RFR: 8056240: Investigate increased GC remark time after class unloading changes in CRM Fuse

Fri Oct 10 20:54:03 UTC 2014

Hi Stefan,

Thank you for your patience.  Some review comments:

http://cr.openjdk.java.net/~stefank/8056240/webrev.00/src/share/vm/classfile/metadataOnStackMark.hpp.udiff.html

Why is there all this code here?  In order to make this parallel, can 
you just not have simply a GrowableArray per thread?  I don't see the 
purpose of all this complexity in this place.  Is it trying to add as 
chunked list?   Can we add a utility for this instead of tying it to the 
MetadataOnStackMark functionality?

In this file, what is _doit and why?   This looks really strange. Can 
you add a comment why sometimes doit is false and sometimes doit is 
true?  Is there a way to encapsulate this in a function as it's supposed 
to be a scoped object.

The MetadataOnStackMark object needs to go around the calls to 
purge_previous_versions and free_deallocate_list.  It doesn't have to be 
around the whole walk of the CLDG, it just started out that way and has 
gotten more complicated.  If you add it to the end like:

void ClassLoaderDataGraph::clean_metaspaces() {
   // mark metadata seen on the stack and code cache so we can delete 
unneeded entries.
   bool has_redefined_a_class = JvmtiExport::has_redefined_a_class();
   MetadataOnStackMark md_on_stack(has_redefined_a_class);
   if (has_redefined_a_class) {
     // purge_previous_versions also cleans weak method links. Because
     // one method's MDO can reference another method from another
     // class loader, we need to first clean weak method links for all
     // class loaders here.
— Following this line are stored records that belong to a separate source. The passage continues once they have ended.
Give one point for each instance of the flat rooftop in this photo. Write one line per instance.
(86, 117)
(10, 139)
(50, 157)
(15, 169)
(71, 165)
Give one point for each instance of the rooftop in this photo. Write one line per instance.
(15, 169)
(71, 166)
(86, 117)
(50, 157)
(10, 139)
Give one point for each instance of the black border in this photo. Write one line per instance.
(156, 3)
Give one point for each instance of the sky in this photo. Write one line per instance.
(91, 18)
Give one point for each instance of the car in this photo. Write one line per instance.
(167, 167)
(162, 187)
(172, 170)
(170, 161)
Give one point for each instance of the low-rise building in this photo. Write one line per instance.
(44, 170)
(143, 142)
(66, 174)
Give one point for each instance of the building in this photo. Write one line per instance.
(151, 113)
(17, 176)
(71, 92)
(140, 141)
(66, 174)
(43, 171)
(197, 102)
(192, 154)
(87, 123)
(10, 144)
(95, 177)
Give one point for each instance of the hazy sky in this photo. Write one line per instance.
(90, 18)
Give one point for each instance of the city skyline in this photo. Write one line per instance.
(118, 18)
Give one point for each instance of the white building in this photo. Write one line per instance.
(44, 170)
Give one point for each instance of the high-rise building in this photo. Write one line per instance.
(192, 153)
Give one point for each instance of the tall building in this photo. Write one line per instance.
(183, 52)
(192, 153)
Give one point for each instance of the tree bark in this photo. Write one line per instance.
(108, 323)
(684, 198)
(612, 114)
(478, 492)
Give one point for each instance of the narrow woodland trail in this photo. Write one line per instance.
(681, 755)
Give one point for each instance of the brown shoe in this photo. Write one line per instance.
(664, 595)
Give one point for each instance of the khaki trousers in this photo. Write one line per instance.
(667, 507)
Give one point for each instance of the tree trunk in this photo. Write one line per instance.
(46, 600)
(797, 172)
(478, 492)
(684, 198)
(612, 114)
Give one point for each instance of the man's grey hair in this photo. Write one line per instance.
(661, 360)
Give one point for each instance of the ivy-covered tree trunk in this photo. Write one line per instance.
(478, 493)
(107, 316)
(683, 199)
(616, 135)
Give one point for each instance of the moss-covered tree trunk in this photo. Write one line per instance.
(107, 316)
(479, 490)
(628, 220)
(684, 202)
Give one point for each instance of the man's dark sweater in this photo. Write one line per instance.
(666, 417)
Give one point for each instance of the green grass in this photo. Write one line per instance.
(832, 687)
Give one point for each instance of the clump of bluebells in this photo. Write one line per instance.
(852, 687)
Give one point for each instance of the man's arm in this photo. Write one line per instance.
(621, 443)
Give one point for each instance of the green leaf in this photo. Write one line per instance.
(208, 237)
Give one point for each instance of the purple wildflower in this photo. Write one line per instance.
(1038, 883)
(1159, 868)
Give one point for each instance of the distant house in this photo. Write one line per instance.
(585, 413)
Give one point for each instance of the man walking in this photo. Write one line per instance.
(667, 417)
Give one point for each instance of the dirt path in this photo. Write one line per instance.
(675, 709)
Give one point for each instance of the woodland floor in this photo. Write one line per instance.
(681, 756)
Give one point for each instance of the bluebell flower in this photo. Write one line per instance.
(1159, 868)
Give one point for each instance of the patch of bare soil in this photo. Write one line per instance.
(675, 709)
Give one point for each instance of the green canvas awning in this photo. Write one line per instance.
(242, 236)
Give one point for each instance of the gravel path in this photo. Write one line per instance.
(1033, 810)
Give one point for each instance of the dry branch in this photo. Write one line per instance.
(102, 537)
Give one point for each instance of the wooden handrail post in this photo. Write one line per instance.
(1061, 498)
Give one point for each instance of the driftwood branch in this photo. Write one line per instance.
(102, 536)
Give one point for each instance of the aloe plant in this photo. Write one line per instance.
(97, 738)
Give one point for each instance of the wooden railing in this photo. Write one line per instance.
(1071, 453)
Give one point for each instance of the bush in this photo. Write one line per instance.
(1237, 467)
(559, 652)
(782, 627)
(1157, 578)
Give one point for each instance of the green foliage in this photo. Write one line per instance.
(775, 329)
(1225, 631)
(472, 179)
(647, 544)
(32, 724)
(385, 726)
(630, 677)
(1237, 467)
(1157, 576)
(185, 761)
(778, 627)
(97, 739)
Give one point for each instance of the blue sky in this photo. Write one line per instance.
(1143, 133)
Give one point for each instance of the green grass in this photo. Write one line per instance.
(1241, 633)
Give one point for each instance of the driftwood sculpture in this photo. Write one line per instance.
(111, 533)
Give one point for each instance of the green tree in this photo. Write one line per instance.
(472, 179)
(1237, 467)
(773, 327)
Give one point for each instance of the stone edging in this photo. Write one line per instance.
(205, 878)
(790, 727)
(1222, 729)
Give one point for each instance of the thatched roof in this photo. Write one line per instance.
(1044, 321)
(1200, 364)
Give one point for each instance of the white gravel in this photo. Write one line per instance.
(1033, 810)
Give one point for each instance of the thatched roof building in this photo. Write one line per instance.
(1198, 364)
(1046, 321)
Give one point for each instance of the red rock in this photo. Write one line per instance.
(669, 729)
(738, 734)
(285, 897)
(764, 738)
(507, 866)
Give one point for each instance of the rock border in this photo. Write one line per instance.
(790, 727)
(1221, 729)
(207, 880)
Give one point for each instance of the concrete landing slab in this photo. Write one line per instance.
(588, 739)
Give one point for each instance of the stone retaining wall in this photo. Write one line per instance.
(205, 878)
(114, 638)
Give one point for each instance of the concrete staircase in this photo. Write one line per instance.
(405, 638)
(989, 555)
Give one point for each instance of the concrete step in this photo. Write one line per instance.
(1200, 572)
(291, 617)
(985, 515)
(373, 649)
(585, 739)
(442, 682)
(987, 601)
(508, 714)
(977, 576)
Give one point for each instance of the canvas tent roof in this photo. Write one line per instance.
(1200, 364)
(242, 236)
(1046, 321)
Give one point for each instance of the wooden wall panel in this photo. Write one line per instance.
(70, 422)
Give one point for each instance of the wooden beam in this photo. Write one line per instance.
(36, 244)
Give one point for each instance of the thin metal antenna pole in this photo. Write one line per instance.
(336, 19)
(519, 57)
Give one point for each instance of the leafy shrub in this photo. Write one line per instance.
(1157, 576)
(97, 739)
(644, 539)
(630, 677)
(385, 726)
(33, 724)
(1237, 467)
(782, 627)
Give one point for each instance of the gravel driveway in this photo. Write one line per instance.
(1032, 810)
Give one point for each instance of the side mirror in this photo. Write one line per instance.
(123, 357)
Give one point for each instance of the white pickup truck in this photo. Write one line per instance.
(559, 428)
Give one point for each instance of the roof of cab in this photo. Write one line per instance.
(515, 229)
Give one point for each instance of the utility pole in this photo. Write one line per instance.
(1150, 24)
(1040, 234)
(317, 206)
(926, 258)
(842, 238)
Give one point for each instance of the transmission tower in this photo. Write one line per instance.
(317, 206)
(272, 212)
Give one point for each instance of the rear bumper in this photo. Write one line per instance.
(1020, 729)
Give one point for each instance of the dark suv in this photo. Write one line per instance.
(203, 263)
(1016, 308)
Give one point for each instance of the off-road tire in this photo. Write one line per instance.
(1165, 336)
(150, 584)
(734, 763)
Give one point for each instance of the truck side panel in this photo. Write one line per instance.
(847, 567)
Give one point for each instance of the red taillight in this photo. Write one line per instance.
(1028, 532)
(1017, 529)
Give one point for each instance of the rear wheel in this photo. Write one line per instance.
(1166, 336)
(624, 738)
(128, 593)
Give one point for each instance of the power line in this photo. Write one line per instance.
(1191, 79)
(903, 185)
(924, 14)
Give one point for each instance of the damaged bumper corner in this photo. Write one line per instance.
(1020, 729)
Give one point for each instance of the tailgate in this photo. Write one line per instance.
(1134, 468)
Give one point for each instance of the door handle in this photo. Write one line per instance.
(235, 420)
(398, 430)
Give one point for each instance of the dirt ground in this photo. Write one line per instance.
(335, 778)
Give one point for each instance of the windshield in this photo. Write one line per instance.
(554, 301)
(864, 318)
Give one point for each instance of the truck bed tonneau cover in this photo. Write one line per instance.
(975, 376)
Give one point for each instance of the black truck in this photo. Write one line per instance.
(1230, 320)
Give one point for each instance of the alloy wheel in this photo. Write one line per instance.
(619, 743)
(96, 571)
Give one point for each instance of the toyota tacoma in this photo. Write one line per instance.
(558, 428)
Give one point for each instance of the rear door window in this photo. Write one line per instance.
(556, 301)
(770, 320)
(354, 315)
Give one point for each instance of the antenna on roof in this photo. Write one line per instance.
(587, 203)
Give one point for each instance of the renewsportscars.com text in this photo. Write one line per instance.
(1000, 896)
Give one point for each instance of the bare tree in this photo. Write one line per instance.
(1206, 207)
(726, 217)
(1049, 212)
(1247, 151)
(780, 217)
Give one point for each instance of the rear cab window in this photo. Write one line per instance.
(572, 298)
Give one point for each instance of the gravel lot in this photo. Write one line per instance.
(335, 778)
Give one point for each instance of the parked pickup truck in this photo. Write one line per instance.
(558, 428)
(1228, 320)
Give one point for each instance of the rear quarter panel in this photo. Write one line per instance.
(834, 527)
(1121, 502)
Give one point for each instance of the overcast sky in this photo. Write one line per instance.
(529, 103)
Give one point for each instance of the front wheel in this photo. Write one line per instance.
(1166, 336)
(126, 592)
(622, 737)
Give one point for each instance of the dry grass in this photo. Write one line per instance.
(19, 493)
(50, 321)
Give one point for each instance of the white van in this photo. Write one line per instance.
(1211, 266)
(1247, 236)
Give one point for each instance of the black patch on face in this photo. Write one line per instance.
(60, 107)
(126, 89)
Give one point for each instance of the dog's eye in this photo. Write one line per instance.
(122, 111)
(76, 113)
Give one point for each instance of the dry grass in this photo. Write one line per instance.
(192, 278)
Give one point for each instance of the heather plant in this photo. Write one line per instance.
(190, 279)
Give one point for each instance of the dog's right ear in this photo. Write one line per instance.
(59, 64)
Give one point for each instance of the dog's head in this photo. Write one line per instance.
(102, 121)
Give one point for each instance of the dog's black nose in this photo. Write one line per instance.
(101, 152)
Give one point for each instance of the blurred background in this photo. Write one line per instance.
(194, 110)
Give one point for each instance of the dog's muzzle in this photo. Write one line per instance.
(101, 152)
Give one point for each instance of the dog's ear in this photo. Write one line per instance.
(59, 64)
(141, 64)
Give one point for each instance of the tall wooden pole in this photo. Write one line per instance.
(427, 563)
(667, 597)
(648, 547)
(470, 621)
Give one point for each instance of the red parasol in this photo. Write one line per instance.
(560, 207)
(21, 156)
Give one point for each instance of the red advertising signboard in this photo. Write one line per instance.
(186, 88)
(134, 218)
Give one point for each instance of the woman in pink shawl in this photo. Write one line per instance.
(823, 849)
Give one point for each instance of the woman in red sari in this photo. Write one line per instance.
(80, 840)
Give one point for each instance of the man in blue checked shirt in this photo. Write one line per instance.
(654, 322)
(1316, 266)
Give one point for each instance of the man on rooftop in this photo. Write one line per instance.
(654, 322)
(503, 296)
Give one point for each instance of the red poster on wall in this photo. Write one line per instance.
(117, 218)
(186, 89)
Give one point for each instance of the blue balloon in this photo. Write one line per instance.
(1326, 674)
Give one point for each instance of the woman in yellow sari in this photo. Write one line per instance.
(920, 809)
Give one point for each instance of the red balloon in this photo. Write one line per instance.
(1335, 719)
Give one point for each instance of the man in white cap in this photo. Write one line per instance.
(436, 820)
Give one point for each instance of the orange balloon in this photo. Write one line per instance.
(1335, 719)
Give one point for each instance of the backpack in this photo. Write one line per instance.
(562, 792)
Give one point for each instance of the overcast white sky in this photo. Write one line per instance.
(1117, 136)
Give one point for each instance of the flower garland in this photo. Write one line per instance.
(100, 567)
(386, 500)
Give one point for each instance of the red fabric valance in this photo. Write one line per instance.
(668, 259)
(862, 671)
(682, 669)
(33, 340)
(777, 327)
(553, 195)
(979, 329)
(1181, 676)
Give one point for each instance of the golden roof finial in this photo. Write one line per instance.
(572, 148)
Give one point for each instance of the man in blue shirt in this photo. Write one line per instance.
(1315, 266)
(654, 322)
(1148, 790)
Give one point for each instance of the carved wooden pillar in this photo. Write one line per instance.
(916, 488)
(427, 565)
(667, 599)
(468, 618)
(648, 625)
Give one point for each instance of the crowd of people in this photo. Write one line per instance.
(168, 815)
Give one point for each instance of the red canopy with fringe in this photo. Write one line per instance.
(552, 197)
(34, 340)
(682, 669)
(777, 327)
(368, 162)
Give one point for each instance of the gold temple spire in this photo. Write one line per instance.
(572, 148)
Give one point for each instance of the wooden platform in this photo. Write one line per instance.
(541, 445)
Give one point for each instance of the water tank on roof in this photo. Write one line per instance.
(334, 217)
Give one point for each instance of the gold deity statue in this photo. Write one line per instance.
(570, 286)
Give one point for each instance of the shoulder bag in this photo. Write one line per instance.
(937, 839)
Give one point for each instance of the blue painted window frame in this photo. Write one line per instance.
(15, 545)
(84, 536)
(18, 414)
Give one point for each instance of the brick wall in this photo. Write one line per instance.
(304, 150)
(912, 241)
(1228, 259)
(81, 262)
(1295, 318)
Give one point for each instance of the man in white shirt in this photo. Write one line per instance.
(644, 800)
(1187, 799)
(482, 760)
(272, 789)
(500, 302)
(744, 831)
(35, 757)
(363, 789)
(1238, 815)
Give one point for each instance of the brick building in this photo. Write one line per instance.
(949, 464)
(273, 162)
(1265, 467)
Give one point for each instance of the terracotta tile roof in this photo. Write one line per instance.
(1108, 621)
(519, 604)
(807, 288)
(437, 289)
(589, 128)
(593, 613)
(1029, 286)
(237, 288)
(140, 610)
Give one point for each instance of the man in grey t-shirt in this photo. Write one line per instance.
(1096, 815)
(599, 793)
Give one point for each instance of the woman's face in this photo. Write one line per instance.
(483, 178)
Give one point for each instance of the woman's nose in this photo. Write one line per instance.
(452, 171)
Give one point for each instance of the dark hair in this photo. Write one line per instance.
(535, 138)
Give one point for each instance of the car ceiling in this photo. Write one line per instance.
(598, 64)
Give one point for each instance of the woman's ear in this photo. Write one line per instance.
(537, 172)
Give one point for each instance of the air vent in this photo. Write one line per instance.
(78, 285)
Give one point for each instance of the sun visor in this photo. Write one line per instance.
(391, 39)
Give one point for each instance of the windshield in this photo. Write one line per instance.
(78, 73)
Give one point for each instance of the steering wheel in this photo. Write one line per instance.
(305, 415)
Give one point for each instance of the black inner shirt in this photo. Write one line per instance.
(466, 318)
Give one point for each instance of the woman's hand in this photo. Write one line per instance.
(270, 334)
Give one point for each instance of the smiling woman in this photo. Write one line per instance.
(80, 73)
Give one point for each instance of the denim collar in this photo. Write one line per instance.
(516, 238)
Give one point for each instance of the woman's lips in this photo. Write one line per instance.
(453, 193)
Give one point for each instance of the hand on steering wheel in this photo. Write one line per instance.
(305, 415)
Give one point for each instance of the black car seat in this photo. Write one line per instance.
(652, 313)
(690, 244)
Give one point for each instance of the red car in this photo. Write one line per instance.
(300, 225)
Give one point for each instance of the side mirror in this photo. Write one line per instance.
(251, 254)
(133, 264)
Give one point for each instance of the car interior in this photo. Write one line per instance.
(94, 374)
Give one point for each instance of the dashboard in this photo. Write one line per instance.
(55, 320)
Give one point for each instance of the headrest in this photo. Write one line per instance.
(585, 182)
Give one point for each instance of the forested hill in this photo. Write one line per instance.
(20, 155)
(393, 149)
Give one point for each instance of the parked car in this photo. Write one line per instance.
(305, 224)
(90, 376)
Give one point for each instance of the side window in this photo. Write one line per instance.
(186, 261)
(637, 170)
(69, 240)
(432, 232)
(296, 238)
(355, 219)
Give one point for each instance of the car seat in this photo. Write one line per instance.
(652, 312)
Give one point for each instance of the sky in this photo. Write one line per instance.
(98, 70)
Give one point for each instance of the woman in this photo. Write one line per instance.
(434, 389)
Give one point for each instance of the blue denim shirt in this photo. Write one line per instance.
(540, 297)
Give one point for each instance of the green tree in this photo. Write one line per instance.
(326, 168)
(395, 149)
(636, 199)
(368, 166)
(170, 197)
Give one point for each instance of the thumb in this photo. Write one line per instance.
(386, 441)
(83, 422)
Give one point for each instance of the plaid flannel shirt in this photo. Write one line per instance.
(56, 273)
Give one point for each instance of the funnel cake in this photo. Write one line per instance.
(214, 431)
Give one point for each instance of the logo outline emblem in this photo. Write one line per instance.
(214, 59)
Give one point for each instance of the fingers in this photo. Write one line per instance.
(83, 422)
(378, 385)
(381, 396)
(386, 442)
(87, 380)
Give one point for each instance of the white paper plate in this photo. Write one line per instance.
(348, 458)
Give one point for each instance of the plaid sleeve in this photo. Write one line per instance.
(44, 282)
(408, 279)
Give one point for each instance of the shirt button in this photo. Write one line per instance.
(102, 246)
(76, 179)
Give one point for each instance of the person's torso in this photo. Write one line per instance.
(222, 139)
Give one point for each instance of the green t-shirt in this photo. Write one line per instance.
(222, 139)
Below, we can then free redefined methods
     // for all class loaders.
     for (ClassLoaderData* data = _head; data != NULL; data = 
data->next()) {
       data->classes_do(InstanceKlass::purge_previous_versions);
     }
   }
   // Need two loops.
   for (ClassLoaderData* data = _head; data != NULL; data = data->next()) {
     data->free_deallocate_list();
   }
}

And only call it at the end of do_unloading this would work (I've tested 
this)

   if (has_metadata_to_deallocate) {
     clean_metaspaces();
   }

has_metadata_to_deallocate is generally true because of lambda constant 
pools.

http://cr.openjdk.java.net/~stefank/8056240/webrev.00/src/share/vm/gc_implementation/g1/g1CollectedHeap.cpp.udiff.html

+    if (JvmtiExport::has_redefined_a_class()) {
+      InstanceKlass::purge_previous_versions(ik);
+    }

purge previous versions requires the on_stack bits to be set.  Is this 
true here?  It seems very far away from the other code to me to be able 
to tell.   Why can't this go in the same place as the free_deallocate_lists?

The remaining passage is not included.